My Nominatim version is 4.4.0

class NewEntryActions:

    @classmethod
    async def create_new_entry(cls, data):
        filename = f'{uuid4()}.osm.xml'

        with osmium.SimpleWriter(filename) as writer:
            if isinstance(data, list):
                for entry in data:
                    writer.add_node(await cls.populate_entry(entry))
            else:
                writer.add_node(await cls.populate_entry(data))

        return {
            "status": 200,
            "filename": filename
        }


    @classmethod
    async def populate_entry(cls, data):
        return osmium.osm.mutable.Node(
            timestamp = datetime.now(timezone.utc).strftime('%Y-%m-%dT%H:%M:%SZ'),
            id = 123456789999,
            uid = 1234,
            changeset = 7563,
            user = data.user,
            version = data.version,    # default 1
            tags = cls.set_tags(data),
            location = (data.lat, data.lon),    # default (0, 0)
            visible = True,
            # category = data.category,   # default "place"
            # type = data.addresstype    #default "apartment"   
        )

    @staticmethod
    def set_tags(data):
        tagList = []
        for key, value in data.dict().items():
            if key in ['road', 'housenumber', 'city', 'state', 'postcode', 'country']:
                tagList.append(osmium.osm.Tag(f"addr:{key}", str(value)))
        return tagList

Nominatim is first and foremost a geocoder for OSM data.
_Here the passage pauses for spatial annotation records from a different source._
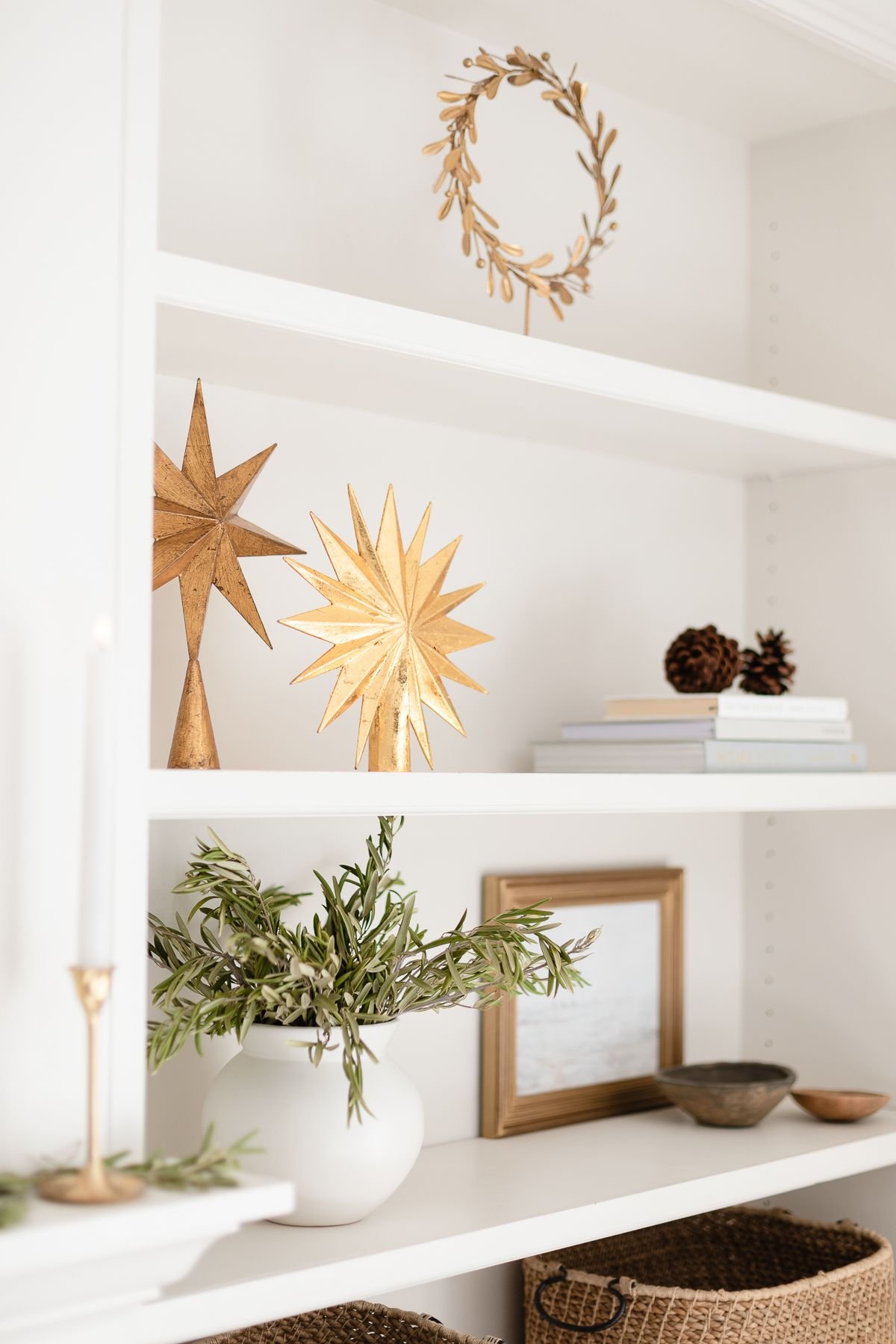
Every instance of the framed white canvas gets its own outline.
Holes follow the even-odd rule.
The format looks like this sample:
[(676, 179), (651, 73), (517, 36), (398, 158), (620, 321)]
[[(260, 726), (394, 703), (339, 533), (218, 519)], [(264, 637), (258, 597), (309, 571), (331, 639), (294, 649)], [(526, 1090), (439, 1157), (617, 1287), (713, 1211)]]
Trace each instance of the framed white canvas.
[(482, 1015), (482, 1133), (489, 1138), (665, 1105), (654, 1074), (681, 1063), (680, 868), (488, 876), (486, 918), (547, 905), (559, 942), (600, 927), (588, 985), (508, 995)]

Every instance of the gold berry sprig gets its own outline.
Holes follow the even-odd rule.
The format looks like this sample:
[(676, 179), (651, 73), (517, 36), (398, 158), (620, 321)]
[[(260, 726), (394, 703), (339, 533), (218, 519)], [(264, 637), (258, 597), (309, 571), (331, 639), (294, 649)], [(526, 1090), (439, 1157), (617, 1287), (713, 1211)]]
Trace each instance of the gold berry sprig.
[[(587, 294), (590, 290), (588, 274), (592, 263), (592, 253), (604, 247), (609, 242), (607, 234), (615, 231), (617, 220), (610, 219), (617, 208), (614, 188), (619, 180), (622, 165), (617, 164), (610, 179), (604, 175), (606, 155), (617, 138), (615, 130), (606, 130), (603, 113), (598, 112), (594, 126), (590, 125), (584, 113), (584, 99), (588, 91), (587, 83), (575, 78), (575, 67), (570, 78), (564, 82), (551, 65), (551, 54), (543, 51), (540, 56), (514, 47), (502, 65), (485, 47), (480, 47), (478, 56), (467, 56), (465, 69), (478, 67), (482, 74), (477, 79), (466, 81), (470, 87), (465, 93), (442, 90), (438, 94), (439, 102), (447, 103), (439, 114), (447, 122), (447, 134), (442, 140), (434, 140), (424, 145), (424, 155), (438, 155), (446, 151), (433, 191), (439, 192), (445, 187), (445, 200), (439, 208), (439, 219), (447, 219), (453, 208), (461, 214), (462, 235), (461, 249), (465, 257), (476, 251), (476, 265), (485, 270), (486, 293), (492, 296), (497, 286), (502, 297), (509, 304), (513, 298), (513, 281), (525, 288), (527, 298), (527, 331), (529, 298), (535, 293), (547, 298), (556, 317), (563, 321), (562, 304), (570, 305), (574, 294)], [(450, 78), (463, 78), (454, 77)], [(587, 156), (578, 151), (579, 163), (592, 179), (596, 196), (598, 212), (590, 223), (583, 215), (584, 231), (579, 234), (571, 247), (567, 247), (567, 262), (562, 270), (545, 271), (553, 261), (553, 253), (541, 253), (532, 261), (524, 259), (523, 249), (516, 243), (502, 242), (497, 230), (500, 224), (480, 204), (473, 195), (473, 184), (482, 181), (478, 169), (470, 159), (469, 145), (476, 144), (476, 113), (480, 98), (494, 98), (504, 81), (514, 87), (540, 81), (547, 85), (541, 97), (552, 103), (556, 110), (575, 121), (588, 141)], [(447, 185), (446, 185), (447, 183)]]

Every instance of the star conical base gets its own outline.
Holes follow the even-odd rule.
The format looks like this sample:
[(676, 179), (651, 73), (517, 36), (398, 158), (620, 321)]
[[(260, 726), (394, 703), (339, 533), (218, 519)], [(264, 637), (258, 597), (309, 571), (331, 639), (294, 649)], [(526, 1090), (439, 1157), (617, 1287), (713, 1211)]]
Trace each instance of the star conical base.
[(184, 689), (180, 692), (177, 722), (168, 755), (169, 770), (219, 770), (215, 732), (199, 661), (187, 664)]

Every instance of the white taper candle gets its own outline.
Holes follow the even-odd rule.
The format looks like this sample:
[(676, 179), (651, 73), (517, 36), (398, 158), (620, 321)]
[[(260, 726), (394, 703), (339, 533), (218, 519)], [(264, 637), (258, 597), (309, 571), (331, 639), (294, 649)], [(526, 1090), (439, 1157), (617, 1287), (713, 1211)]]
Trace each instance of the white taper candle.
[(111, 625), (98, 620), (93, 628), (85, 695), (79, 966), (107, 966), (111, 958)]

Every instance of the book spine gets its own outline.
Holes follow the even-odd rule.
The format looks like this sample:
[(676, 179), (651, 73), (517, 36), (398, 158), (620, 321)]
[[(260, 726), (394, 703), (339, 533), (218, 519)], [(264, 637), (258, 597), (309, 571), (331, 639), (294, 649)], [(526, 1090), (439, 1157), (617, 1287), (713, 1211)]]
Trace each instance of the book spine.
[(834, 719), (849, 718), (842, 696), (801, 695), (720, 695), (720, 719)]
[(865, 747), (840, 742), (707, 742), (707, 770), (864, 770)]

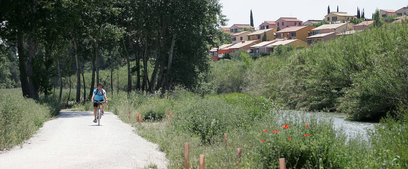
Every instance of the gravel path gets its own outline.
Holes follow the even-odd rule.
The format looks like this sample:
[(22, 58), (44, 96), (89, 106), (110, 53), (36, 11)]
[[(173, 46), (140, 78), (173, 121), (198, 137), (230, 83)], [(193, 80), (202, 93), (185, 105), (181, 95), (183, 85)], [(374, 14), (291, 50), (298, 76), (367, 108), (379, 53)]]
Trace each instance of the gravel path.
[(22, 148), (0, 154), (0, 168), (166, 168), (165, 154), (157, 145), (116, 115), (102, 117), (98, 126), (93, 112), (61, 112)]

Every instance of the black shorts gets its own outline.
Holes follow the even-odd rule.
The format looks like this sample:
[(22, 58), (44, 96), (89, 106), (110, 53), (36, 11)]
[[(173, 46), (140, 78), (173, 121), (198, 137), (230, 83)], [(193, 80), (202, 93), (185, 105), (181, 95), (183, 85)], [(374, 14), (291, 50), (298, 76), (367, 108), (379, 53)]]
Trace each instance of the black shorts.
[[(95, 102), (103, 102), (104, 100), (95, 100)], [(98, 103), (96, 102), (93, 102), (93, 107), (98, 107)]]

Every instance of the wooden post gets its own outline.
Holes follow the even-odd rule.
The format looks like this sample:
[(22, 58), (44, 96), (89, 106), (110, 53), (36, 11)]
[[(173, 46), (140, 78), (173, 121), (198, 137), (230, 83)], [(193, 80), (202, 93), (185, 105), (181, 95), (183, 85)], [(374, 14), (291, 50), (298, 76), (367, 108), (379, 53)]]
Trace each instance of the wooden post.
[(190, 168), (190, 161), (188, 156), (190, 152), (190, 143), (184, 143), (184, 167), (188, 169)]
[(285, 162), (285, 158), (279, 158), (279, 169), (286, 169), (286, 163)]
[(238, 162), (241, 162), (241, 153), (242, 152), (242, 149), (241, 148), (237, 148), (236, 150), (237, 152), (237, 161)]
[(200, 154), (200, 169), (204, 169), (205, 168), (205, 156)]

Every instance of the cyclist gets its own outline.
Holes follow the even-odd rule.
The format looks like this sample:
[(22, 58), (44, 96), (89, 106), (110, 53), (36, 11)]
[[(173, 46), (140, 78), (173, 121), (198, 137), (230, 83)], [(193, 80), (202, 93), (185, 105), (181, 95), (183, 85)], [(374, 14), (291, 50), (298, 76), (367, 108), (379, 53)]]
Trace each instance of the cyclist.
[[(93, 91), (92, 98), (91, 99), (91, 102), (93, 103), (93, 117), (95, 118), (95, 119), (93, 120), (94, 123), (96, 123), (96, 109), (98, 108), (98, 104), (94, 102), (93, 99), (95, 98), (95, 101), (99, 102), (103, 102), (104, 101), (105, 102), (108, 102), (108, 98), (106, 97), (106, 91), (105, 91), (105, 90), (102, 89), (102, 84), (100, 83), (96, 85), (96, 86), (98, 87), (98, 88)], [(102, 115), (104, 115), (105, 114), (104, 113), (104, 109), (105, 103), (104, 103), (102, 104)]]

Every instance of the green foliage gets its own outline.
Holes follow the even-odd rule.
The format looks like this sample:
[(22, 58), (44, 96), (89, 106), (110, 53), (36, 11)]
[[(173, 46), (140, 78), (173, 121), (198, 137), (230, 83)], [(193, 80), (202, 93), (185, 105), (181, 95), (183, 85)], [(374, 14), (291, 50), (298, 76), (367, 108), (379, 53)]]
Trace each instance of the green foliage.
[(55, 115), (48, 104), (23, 98), (20, 89), (2, 89), (0, 97), (7, 98), (0, 104), (0, 150), (29, 138), (51, 114)]

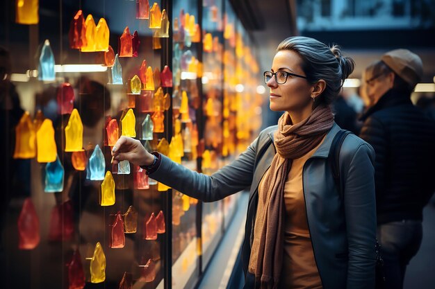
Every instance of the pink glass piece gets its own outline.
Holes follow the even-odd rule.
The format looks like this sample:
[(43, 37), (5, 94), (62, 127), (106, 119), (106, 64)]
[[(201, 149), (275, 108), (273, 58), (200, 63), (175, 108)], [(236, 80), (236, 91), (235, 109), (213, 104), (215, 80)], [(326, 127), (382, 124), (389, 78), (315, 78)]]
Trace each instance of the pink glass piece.
[(126, 272), (124, 272), (122, 279), (120, 283), (120, 289), (131, 289), (133, 287), (133, 274)]
[(65, 241), (74, 236), (74, 212), (71, 200), (56, 205), (51, 211), (49, 231), (51, 241)]
[(125, 245), (125, 234), (124, 234), (124, 220), (121, 212), (118, 211), (116, 219), (112, 224), (112, 234), (109, 240), (110, 248), (123, 248)]
[(80, 252), (75, 250), (68, 268), (68, 289), (83, 289), (85, 287), (85, 271), (81, 263)]
[(163, 211), (158, 212), (156, 217), (156, 222), (157, 223), (157, 234), (163, 234), (166, 231), (166, 225), (165, 225), (165, 215)]
[(156, 217), (154, 213), (151, 213), (151, 216), (145, 222), (145, 240), (156, 240), (157, 238), (157, 223), (156, 222)]
[(112, 119), (106, 127), (107, 132), (107, 143), (109, 146), (113, 146), (120, 138), (120, 128), (116, 119)]
[(139, 35), (138, 31), (135, 31), (131, 37), (131, 45), (133, 46), (133, 57), (137, 58), (139, 53), (139, 44), (140, 44), (140, 40), (139, 40)]
[(161, 73), (161, 80), (162, 87), (172, 87), (172, 72), (167, 65), (165, 65)]
[(40, 221), (30, 198), (24, 200), (18, 217), (18, 248), (34, 249), (40, 243)]
[(68, 82), (60, 85), (58, 89), (58, 107), (60, 114), (68, 114), (74, 108), (74, 91)]

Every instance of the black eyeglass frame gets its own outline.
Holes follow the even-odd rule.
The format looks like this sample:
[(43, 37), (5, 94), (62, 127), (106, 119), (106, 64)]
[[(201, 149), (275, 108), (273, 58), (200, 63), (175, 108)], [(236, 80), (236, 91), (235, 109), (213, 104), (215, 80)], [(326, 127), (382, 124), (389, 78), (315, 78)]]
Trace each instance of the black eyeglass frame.
[[(270, 78), (269, 78), (269, 80), (270, 79), (272, 79), (272, 77), (275, 77), (275, 81), (277, 82), (277, 84), (279, 85), (284, 85), (284, 83), (286, 83), (287, 82), (287, 79), (288, 79), (288, 76), (294, 76), (294, 77), (298, 77), (300, 78), (304, 78), (304, 79), (307, 79), (306, 76), (301, 76), (299, 74), (296, 74), (296, 73), (292, 73), (291, 72), (288, 72), (288, 71), (284, 71), (284, 70), (279, 70), (277, 72), (272, 72), (272, 71), (264, 71), (263, 73), (263, 76), (264, 76), (264, 82), (267, 85), (268, 84), (268, 80), (266, 79), (266, 73), (270, 73), (272, 75), (270, 76)], [(286, 80), (284, 80), (284, 82), (280, 83), (278, 82), (278, 78), (277, 78), (277, 73), (286, 73)]]

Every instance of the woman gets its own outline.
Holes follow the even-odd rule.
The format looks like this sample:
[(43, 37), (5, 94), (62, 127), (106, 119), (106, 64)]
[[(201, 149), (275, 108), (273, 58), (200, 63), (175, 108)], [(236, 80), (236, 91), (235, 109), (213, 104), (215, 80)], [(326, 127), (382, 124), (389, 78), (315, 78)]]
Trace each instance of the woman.
[(435, 190), (435, 124), (411, 102), (422, 75), (421, 60), (407, 49), (387, 52), (366, 69), (372, 105), (361, 118), (361, 137), (376, 152), (377, 239), (388, 288), (403, 287), (422, 238), (422, 209)]
[(288, 38), (264, 73), (270, 109), (286, 112), (236, 161), (207, 176), (122, 137), (113, 148), (114, 163), (145, 166), (153, 179), (205, 202), (250, 187), (242, 252), (246, 288), (255, 282), (261, 288), (372, 288), (373, 151), (353, 134), (345, 139), (343, 199), (327, 164), (340, 130), (329, 104), (353, 67), (337, 46)]

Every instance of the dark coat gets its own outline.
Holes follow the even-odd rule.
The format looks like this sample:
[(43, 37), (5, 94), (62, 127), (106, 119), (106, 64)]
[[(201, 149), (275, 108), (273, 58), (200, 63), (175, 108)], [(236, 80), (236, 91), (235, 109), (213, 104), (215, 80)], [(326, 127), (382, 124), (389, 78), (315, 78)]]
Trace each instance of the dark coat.
[(360, 137), (376, 152), (377, 222), (422, 220), (434, 187), (435, 123), (390, 90), (361, 117)]

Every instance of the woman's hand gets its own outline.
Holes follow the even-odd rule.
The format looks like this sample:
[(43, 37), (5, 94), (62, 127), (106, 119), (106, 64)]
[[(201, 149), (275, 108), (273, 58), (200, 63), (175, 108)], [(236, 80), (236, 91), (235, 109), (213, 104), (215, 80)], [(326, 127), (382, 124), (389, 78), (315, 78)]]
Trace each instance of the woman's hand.
[(117, 164), (127, 160), (136, 166), (150, 166), (154, 156), (145, 150), (140, 141), (131, 137), (121, 137), (112, 150), (112, 161)]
That comes with a couple of assumptions. The most relevant here is, that Nominatim not only saves address points but also has the information for cities and streets in its database. It then uses this assumption to optimise for space by not saving the full information on each address point but using most of the information from its attached street instead.

This has some consequences for sneaking in additional external data. One of them is that when you have a street address (btw the tag is addr:street not addr:road), then there must be an object of a street with the same name in the database already. If there isn’t one, then Nominatim will simply find the closest street and use that as reference. The result is that your housenumber cannot be found under the addr:street, you put in. You can ,to some extend, work around that by using addr:place instead of addr:street but that would be a very evil hack and no guarantees that it doesn’t have strange side effects.

The question about supporting external data sets in Nominatim comes up now and then and I’m not opposed to making that possible. However, it is not one of the core needs of the OSM mapping community (of which there are many) and therefore is unlikely to make it ever on top of the TODO list unless somebody pays for the development.